Lundi, le tribunal Moskovski de Saint-Pétersbourg a fait savoir qu'une plainte était actuellement examinée contre la chanteuse américaine, venue en tournée en Russie début d'août. Un groupe de plaignants (des ultranationalistes peu connus comme la Nouvelle Grande Russie et le Syndicat des citoyens russes) estime avoir été offensé par le soutien de la vedette à la cause homosexuelle et réclament des " compensations pour préjudice moral ".

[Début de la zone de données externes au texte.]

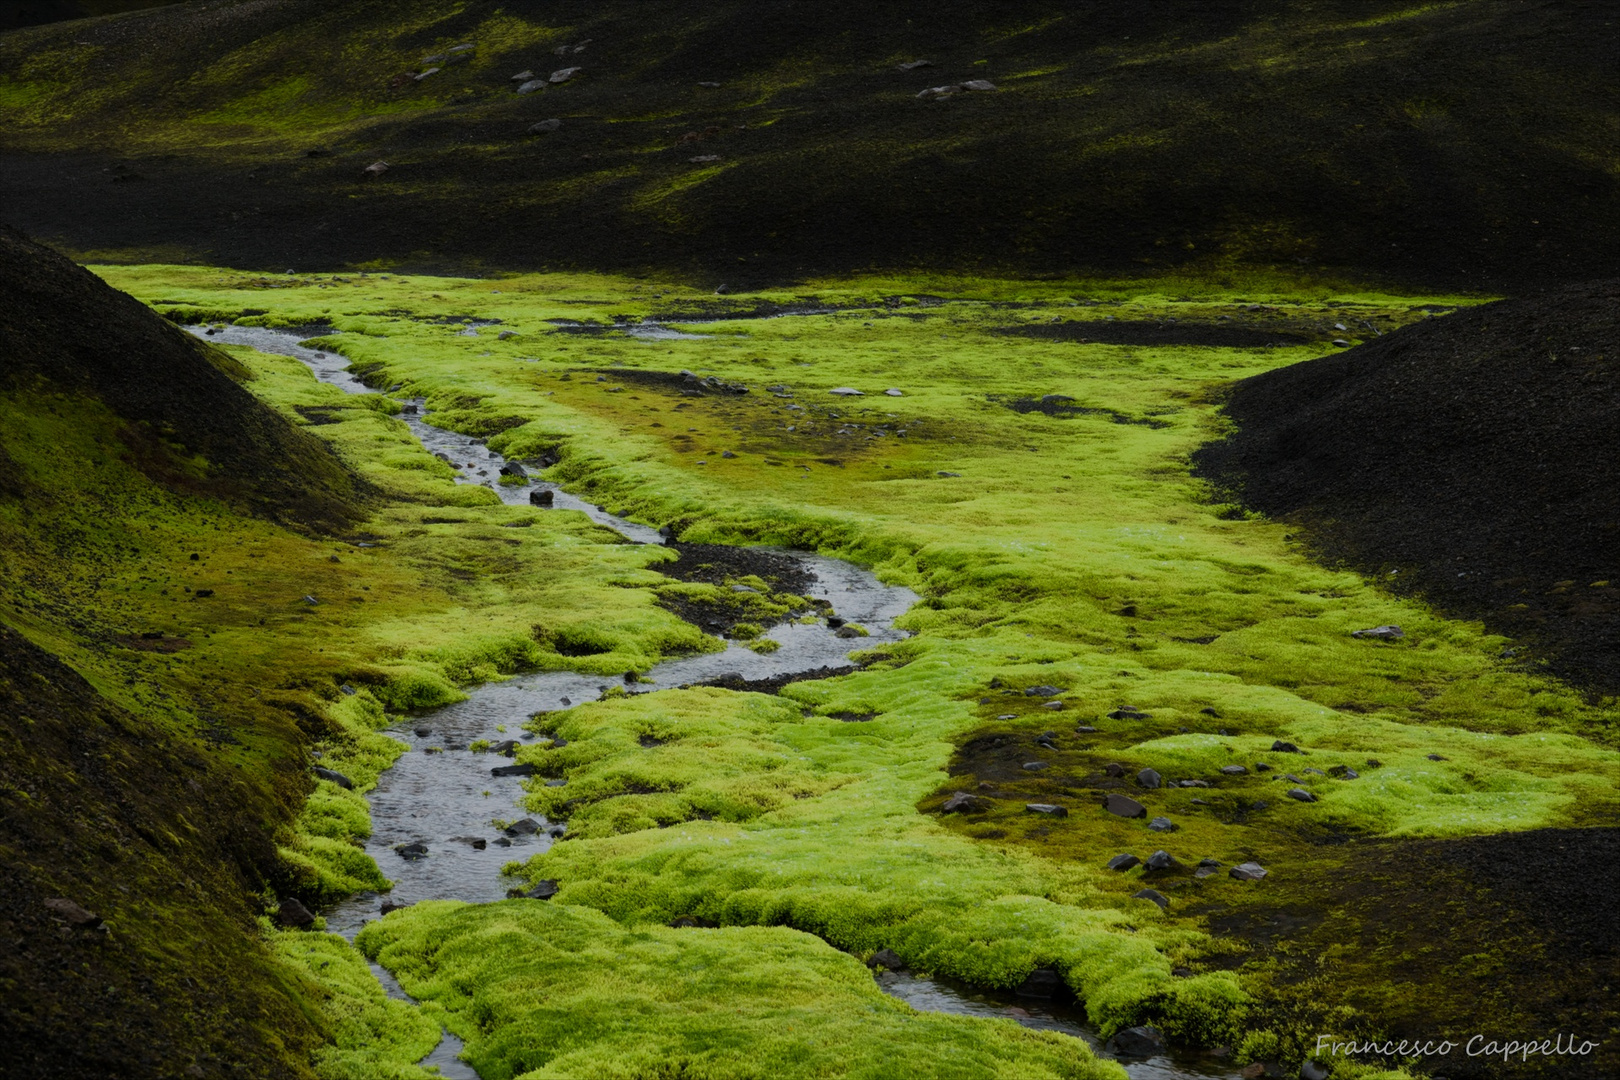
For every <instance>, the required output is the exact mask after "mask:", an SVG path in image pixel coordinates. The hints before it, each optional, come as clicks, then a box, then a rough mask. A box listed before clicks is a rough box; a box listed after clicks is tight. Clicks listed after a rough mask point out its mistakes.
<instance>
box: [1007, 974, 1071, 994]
mask: <svg viewBox="0 0 1620 1080" xmlns="http://www.w3.org/2000/svg"><path fill="white" fill-rule="evenodd" d="M1068 989H1069V988H1068V984H1066V983H1064V981H1063V975H1059V973H1058V970H1056V968H1035V970H1034V972H1030V973H1029V975H1027V976H1024V981H1022V983H1019V984H1017V989H1016V991H1013V993H1014V994H1017V996H1019V997H1058V996H1059V994H1063V993H1064V991H1068Z"/></svg>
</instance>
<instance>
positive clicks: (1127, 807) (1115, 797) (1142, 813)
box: [1103, 795, 1147, 818]
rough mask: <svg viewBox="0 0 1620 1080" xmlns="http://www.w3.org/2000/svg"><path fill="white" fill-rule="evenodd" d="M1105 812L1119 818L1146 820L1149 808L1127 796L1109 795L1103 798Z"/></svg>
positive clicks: (1103, 803)
mask: <svg viewBox="0 0 1620 1080" xmlns="http://www.w3.org/2000/svg"><path fill="white" fill-rule="evenodd" d="M1103 810H1106V811H1108V813H1111V814H1118V816H1119V818H1145V816H1147V806H1144V805H1142V803H1139V801H1136V800H1134V798H1129V797H1126V795H1108V797H1106V798H1103Z"/></svg>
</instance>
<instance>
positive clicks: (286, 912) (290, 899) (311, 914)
mask: <svg viewBox="0 0 1620 1080" xmlns="http://www.w3.org/2000/svg"><path fill="white" fill-rule="evenodd" d="M86 913H87V912H86ZM91 918H94V916H91ZM97 921H99V920H97ZM275 925H277V926H287V928H288V929H308V928H309V926H313V925H314V915H313V913H311V912H309V908H306V907H305V905H303V904H300V902H298V900H295V899H293V897H285V899H282V904H280V907H279V908H277V910H275Z"/></svg>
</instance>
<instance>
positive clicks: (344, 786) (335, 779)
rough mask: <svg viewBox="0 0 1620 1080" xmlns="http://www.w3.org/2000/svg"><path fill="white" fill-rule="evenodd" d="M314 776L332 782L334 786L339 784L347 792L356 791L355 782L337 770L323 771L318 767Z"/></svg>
mask: <svg viewBox="0 0 1620 1080" xmlns="http://www.w3.org/2000/svg"><path fill="white" fill-rule="evenodd" d="M314 774H316V776H318V777H321V779H322V780H330V782H332V784H337V785H339V787H342V789H343V790H347V792H352V790H355V782H353V780H350V779H348V777H347V776H343V774H342V772H339V771H335V769H322V767H321V766H316V767H314Z"/></svg>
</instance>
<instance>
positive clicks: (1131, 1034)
mask: <svg viewBox="0 0 1620 1080" xmlns="http://www.w3.org/2000/svg"><path fill="white" fill-rule="evenodd" d="M1105 1049H1106V1051H1108V1052H1111V1054H1121V1056H1124V1057H1153V1056H1155V1054H1163V1052H1165V1049H1166V1044H1165V1036H1163V1035H1160V1033H1158V1028H1153V1027H1145V1025H1144V1027H1139V1028H1126V1030H1124V1031H1116V1033H1115V1036H1113V1038H1111V1040H1108V1044H1106V1046H1105Z"/></svg>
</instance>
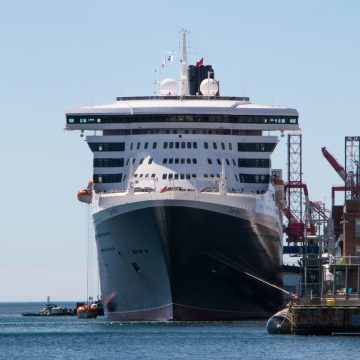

De plus, un débat fait rage à propos de Garry Kasparov, l'ancien champion d'échecs devenu un farouche opposant à Vladimir Poutine. Interpellé sans ménagements aux abords du tribunal Khamovnitcheski où étaient jugées les punkettes le 17 août, puis relâché, il est accusé d'avoir mordu un policier au doigt. A moins qu'il ne s'agisse d'une morsure canine. Selon l'agence de presse Ria Novosti, " la police moscovite va effectuer une analyse comparée de la dentition de Kasparov avec celles des chiens policiers ".